Yep, the old tire-changing scene! But with the addition of one terrifying lurker.

“Fudge, this is fudging horrifying, motherfudger.”

For a brief moment, it felt like maybe Rudolph had come to realize the pain and anguish that regular visits from a potential child predator had caused her family, but it turned out she just didn’t like that her son had used the F word. Priorities!

Like, what?

Here she was placing a phone call to another local mother, but they both seemed too terrified to say anything out loud about the man who had been stalking their town, as though saying his name out loud would conjure him. But guess what? He had already been conjured, and he was in the kitchen with your unattended child while you were on the phone!

This is a difficult image to look at.

Here is when Ralphie disassociated from reality and imagined he was being attacked by zombies, but I think maybe his childlike imagination was just trying to make sense of the clear and present danger he’d been dealing with lately.

God, not even the neighbor’s house was secure. It was cool that Ana Gasteyer and her family were so proud of celebrating Hanukkah that they had to burst into song about it, but that just meant they weren’t paying attention to the fact that the front door was unlocked!

You know, sticking one’s tongue to a frozen flag pole is a lot less charming when there is a hungry-eyed lurker just watching them all. But a triple-dog dare is a triple-dog dare, I guess.

We did not get a cutaway of how Broderick was reacting to this moment, and I for one am grateful for that. But judging from these kids’ expressions, he wasn’t up to anything good:


Aren’t there cops? Or a PTA? Anybody?

Could nothing be done to keep this man out?

Ralphie’s little brother had HAD IT. He had reached his breaking point.

Get out of here!!

At this point, the family took another desperate trip to the mall, and you knew it was desperate because they went there on Christmas EVE. On the upside, David Alan Grier as Santa Claus is the Platonic Ideal of Santa Claus. On the downside, the trip to the mall was merely borrowed time, as only hours later it was back to business as usual:

Yep, that man was now watching a child sleep. He did not lean over and suck the life essence straight out of his mouth, but I am absolutely certain he was considering it.

Look at this classic moment of the Old Man mourning his broken leg lamp. Now look in the window behind him.

And it’s not like the neighbors were going to have the decency to call the cops and report a prowler. God forbid.

If this doesn’t give you chills then I don’t know what to tell you.

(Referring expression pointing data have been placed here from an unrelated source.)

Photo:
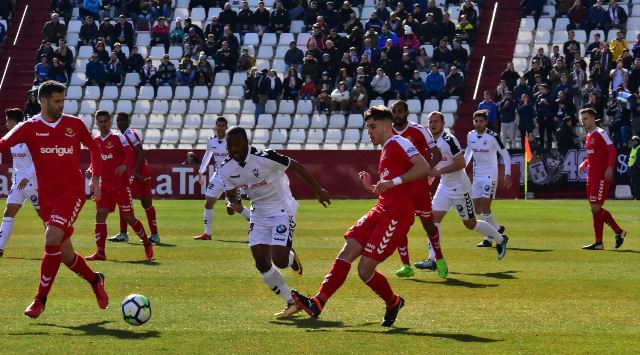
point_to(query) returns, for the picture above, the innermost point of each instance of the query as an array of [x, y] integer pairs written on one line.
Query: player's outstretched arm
[[321, 194]]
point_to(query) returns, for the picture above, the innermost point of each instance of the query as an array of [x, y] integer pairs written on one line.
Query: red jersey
[[55, 149], [601, 153], [395, 160], [133, 139], [114, 151]]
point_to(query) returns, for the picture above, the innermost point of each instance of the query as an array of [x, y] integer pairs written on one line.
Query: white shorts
[[484, 188], [18, 196], [272, 231], [444, 199]]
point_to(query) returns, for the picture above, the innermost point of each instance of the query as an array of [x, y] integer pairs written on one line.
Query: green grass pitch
[[546, 296]]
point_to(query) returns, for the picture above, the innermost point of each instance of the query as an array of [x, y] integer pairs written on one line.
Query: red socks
[[379, 284], [80, 267], [334, 279], [139, 229], [101, 236], [151, 218], [49, 269]]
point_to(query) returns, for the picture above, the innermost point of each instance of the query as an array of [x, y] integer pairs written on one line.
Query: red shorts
[[422, 201], [597, 190], [62, 210], [112, 195], [379, 232], [142, 188]]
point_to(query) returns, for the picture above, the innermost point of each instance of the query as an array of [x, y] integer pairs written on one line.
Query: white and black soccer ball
[[136, 309]]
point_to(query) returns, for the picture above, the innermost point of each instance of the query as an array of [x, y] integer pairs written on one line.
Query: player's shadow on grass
[[504, 275], [309, 323], [97, 328], [464, 338], [456, 282]]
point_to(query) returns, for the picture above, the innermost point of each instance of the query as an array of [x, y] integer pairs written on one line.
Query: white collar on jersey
[[39, 117]]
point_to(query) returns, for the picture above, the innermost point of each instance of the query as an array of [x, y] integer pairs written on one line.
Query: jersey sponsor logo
[[59, 151]]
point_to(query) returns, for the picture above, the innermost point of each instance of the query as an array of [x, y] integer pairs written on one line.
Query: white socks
[[208, 220], [246, 213], [274, 279], [486, 229], [5, 231]]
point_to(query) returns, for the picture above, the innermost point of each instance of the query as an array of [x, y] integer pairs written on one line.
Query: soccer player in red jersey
[[115, 153], [422, 140], [54, 139], [600, 162], [141, 182], [374, 236]]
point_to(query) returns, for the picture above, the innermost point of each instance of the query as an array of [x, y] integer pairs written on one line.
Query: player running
[[454, 189], [600, 162], [216, 148], [54, 141], [24, 187], [483, 145], [117, 156], [374, 237], [262, 175], [422, 140], [140, 184]]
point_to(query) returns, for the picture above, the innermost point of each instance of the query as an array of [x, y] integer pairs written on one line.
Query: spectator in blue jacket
[[95, 71], [434, 83], [492, 110]]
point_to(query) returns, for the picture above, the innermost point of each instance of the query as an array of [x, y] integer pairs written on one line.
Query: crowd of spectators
[[557, 85], [343, 66]]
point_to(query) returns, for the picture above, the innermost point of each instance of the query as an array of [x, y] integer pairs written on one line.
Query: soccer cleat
[[120, 237], [594, 246], [502, 247], [203, 236], [289, 310], [99, 291], [311, 305], [296, 267], [97, 256], [154, 238], [148, 251], [392, 313], [405, 271], [443, 269], [426, 264], [35, 309], [619, 239]]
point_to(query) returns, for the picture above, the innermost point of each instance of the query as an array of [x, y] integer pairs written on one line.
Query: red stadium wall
[[337, 171]]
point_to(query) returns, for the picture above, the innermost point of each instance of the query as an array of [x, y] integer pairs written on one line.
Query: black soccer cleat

But it was already too late. Broderick had made his move. Farewell, neighborhood children! May your parents band together in a lynch mob and get the justice you so richly deserve. Rest in peace.

Then this happened, and it was unclear where Broderick was in the house while Ralphie was changing into this bunny suit, but I am hoping and praying for the best. It’s all I can do really.

Perhaps sensing that they had to do something, Ralphie’s parents finally relented and bought him a firearm. He might not be able to protect the whole family, but he’d be able to buy himself a few seconds should Broderick decide to make any sudden lunges, and that could make all the difference.

Then the neighborhood dogs ran in the back door and ate the turkey, and the family had to go to a Chinese restaurant for Christmas dinner. You know. That part.

But don’t worry. If you were concerned that A Christmas Story Live! would repeat the sliiiiiightly racist scene of the Chinese waiters singing “Deck the Halls” improperly, the waiters sang it perfectly here, and then Ken Jeong was like, “Did you expect this to be more racist, audience?” Told!

Anyway, we ended with a bit of Christmas cheer… Ralphie and his brother and his parents, full of candied duck, walking through the town square enjoying each other’s company on this holiest of nights. Because when you think about it, that’s what Christmas is all about… It’s about fami— OH MY GOD.

They will never escape him! Not ever!

Guys, A Christmas Story Live! was quite a thing. I hope that when the sugarplums are dancing in your head tonight, they aren’t also stalking through your personal space and emerging from the shadows when you least expect it. Happy holidays and lock your doors! Other than that, good show. I like these live musical things, they’re wild.